Bringing efficient and scalable Bayesian computations for Big Data in the astronomer toolbox

Representative image for thesis Tutors: Stefano Andreon, Marco Landoni e Alberto Trombetta (UniInsubria)
Lasting: 3 years. PhD thesis.

Computation of Bayesian posterior probabilities, often performed via Monte Carlo Markov Chain sampling, is perhaps the most common method used by astronomers and physicists to estimate cosmological or astrophysical parameters. It is now becoming increasingly computationally demanding with the incoming avalanche of data coming from Euclid, SKA, Lofar, and Rubin telescopes, all of which are prime INAF flagship projects. New advanced methods to improve the efficiency of the posterior sampling exist, for example just-in-time compilation, automatic differentiation, hamiltonian montecarlo, advanced gradient-based sampling techniques, and normalizing flow.

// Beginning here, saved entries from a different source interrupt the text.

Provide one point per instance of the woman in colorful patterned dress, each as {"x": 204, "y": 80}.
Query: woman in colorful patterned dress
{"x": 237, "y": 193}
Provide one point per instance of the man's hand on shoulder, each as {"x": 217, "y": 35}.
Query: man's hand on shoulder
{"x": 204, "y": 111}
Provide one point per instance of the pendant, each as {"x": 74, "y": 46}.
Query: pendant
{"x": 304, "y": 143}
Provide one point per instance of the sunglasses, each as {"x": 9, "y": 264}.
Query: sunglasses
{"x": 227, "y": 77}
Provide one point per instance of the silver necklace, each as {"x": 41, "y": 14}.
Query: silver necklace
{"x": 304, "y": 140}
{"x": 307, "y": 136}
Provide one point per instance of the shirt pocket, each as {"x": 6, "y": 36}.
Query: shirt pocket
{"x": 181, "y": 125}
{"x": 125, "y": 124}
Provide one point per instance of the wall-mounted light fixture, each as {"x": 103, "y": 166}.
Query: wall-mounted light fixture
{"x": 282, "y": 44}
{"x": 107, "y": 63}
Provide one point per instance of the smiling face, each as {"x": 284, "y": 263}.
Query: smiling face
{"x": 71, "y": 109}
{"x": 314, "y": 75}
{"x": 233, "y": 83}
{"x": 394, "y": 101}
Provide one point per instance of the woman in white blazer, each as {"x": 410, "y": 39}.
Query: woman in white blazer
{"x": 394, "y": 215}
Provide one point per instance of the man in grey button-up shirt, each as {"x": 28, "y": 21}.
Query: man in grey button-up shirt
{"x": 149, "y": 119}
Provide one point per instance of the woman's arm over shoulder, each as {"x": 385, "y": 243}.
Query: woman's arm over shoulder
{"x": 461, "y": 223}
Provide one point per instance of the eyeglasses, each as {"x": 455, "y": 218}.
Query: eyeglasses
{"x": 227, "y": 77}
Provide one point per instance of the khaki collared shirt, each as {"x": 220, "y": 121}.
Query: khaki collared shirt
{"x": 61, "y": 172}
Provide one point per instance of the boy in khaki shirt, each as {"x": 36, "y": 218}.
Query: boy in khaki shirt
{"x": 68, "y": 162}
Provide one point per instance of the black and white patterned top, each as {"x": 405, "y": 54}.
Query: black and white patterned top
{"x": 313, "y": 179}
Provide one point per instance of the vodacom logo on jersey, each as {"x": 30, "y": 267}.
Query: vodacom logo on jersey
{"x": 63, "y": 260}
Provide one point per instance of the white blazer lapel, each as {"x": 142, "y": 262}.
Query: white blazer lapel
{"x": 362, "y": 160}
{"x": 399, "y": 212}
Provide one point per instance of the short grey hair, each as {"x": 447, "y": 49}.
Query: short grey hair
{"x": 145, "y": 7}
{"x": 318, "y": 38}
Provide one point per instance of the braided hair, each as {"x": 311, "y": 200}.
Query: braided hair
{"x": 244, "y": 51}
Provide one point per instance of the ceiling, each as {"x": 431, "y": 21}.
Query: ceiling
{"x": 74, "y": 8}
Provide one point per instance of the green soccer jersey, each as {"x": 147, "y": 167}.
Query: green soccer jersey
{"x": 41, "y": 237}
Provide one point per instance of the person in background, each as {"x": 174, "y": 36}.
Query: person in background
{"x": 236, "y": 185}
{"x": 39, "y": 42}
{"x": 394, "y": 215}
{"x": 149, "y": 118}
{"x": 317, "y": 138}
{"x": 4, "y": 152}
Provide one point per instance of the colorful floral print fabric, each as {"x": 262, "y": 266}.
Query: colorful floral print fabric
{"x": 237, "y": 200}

This thesis aims to compare the performances of the available methods, to combine them, and to make available their optimal combination to the astrophysical community.
Our goal is to offer a solution that does need to overhaul the code to the hardware/software environment, but can be deployed out of the box with minimal integration effort.

This project is integrated in the Milan Area Data Science group, including Marco Landoni (Brera), Alberto Trombetta (UniInsubria), Fabio Castagna (Brera & Insubria).